His father laughed heartily. Not at all what James was expecting. But before he could recover from the surprise, his father leapt out of his chair and shot directly towards him. In a second, James was backed up against the wall. The force of the slam caused several spices, pots, and pans from the counter to fall to their feet as his father made him realize that under his grip, he was still just a child.

“A sniveling, pompous little brat to the end,” he breathed heavily in his son’s face. James didn’t dare move. “You drone on and on about what you believe in but at the first sign of trouble I know you’ll run. Just like your mother. You stand there and say I’m nothing, but then what does that make you? So what if your father’s not what you want him to be? So what if your momma ran out on you? So what? You’re the problem. Just you. At the end of the day, we choose what we are, and what you are is a coward.”

James gulped down his fear and balled up a fist. His father looked down at it and then back into his son’s eyes, chuckling from within and giving him a smirk of superiority.

“Am I making you mad?

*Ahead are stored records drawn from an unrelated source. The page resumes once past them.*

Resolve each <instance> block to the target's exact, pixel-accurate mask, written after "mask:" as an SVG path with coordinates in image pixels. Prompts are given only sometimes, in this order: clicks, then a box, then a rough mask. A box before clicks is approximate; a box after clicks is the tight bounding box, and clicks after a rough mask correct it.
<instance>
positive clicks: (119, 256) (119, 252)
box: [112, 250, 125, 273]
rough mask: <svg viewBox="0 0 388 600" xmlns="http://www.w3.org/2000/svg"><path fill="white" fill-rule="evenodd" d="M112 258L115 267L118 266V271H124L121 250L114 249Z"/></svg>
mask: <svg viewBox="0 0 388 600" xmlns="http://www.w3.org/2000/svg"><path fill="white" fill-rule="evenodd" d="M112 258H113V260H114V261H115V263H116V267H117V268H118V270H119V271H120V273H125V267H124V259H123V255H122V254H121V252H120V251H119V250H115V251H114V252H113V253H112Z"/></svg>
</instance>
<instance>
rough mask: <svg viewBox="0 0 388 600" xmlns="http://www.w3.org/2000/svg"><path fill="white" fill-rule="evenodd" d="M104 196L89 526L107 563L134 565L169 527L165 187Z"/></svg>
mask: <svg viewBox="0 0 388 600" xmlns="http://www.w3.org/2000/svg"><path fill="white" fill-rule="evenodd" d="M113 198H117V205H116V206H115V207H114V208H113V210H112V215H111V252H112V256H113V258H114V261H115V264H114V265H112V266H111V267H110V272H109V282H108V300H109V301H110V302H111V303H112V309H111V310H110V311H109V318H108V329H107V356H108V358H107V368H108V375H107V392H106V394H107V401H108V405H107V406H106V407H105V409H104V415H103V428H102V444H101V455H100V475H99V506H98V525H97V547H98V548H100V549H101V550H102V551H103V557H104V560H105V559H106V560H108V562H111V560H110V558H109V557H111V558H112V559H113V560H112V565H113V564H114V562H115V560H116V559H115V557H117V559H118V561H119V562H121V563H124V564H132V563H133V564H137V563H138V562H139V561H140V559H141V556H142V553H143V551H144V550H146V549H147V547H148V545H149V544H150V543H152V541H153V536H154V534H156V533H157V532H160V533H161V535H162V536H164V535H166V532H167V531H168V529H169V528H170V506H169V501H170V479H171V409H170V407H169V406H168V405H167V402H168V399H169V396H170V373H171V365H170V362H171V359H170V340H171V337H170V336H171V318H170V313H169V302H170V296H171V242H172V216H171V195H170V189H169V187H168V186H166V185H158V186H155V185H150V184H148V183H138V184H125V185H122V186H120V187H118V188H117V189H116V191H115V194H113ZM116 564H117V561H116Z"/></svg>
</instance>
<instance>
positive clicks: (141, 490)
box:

Am I finally getting a rise out of you? Or are you too lazy to take action?”

He chuckled and let his son loose from his grip. Brushing himself off, James continued to stare at his father in disdain as he walked away, confident and silently reveling in the fact that he was still the alpha male. James sneered and spat out the words he had been holding back for years. It was the only attack that could hit its mark with deadly, painful accuracy.

“She left because of you!”

His father stopped in his tracks, sighed heavily and turned his head, his lips barely visible as he spoke. 

“Get out of my house…tonight. You have ten minutes to gather your things.”

“Where am I supposed to go?”

“The Academy. You wanted to get there early, didn’t you?”

“I need more than ten minutes.”

“Any longer and your stuff goes in the burn barrel.”